The Habasor Ranch was founded by the Jewish National Fund’s southern branch of research and development.

It was called upon to find practical solutions for structures and new residents in the region following the evacuation of the Sinai community of Yamit, in accordance with the peace treaty between Israel and Egypt.

Many vegetables and about 40 percent of seasoning herbs and salad leaves came to the Israeli market from here.

Most tomatoes go to local markets

Hothouses that cover some 250 acres produce 15,000 tons of tomatoes annually in the Ramat Hanegev region.

Most of them are sent to local markets, while special varieties are sold at high prices around the world.

The tomatoes sent to Europe prompted an upheaval in the world market, with varieties having a long shelf life. This advantage was exploited for many years, until it was repelled by competition from countries like Spain and Morocco.

As a result, the local tomato sector returned home to seek
customers in Israel, and southern research and development was called on to find new advantages that fit the local market.

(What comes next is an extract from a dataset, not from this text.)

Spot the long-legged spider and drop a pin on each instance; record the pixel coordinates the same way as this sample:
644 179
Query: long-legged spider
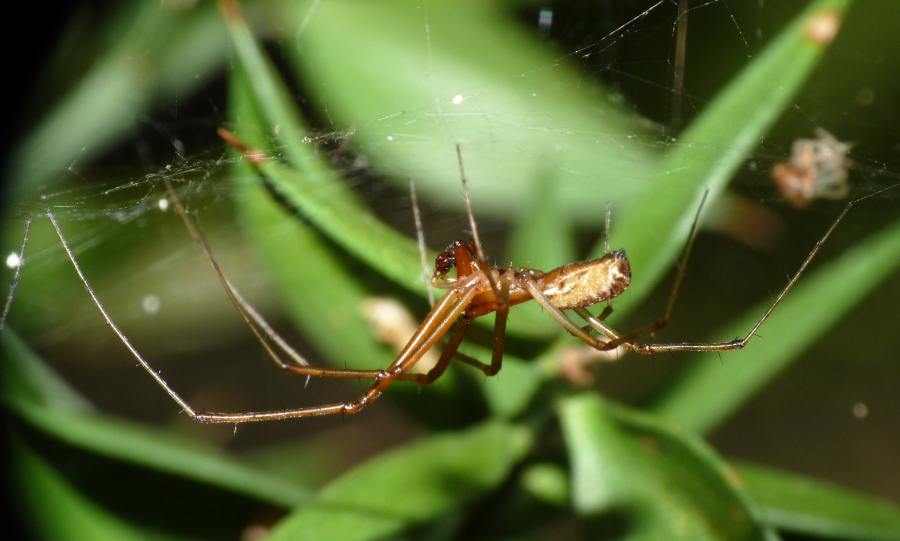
477 290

It turned out that the Israeli market was thirsty for new types of tomatoes.

Thus were born cherry, cocktail and miniature tomatoes; clusters of tomatoes of different sizes, and the elongated plum tomatoes, which are especially popular among immigrants from the former Soviet Union.

One of Israel’s big successes is the growth of tomatoes in water containing high concentrations of salt.

It turns out that the tomatoes actually benefit from the water unfit for drinking because the salt encourages the creation of sugar in the fruit.

The water shortage and cost of fertilizers has also led to recycling technology that reuses water containing fertilizer chemicals.

Another development currently in the experimental stages is dried tomatoes on the shrub. These will be cut from the vine after they are dried.

The growing popularity of organic agriculture is also leading to developments in modern technologies intended to cut the use of pesticides in favor of biological methods.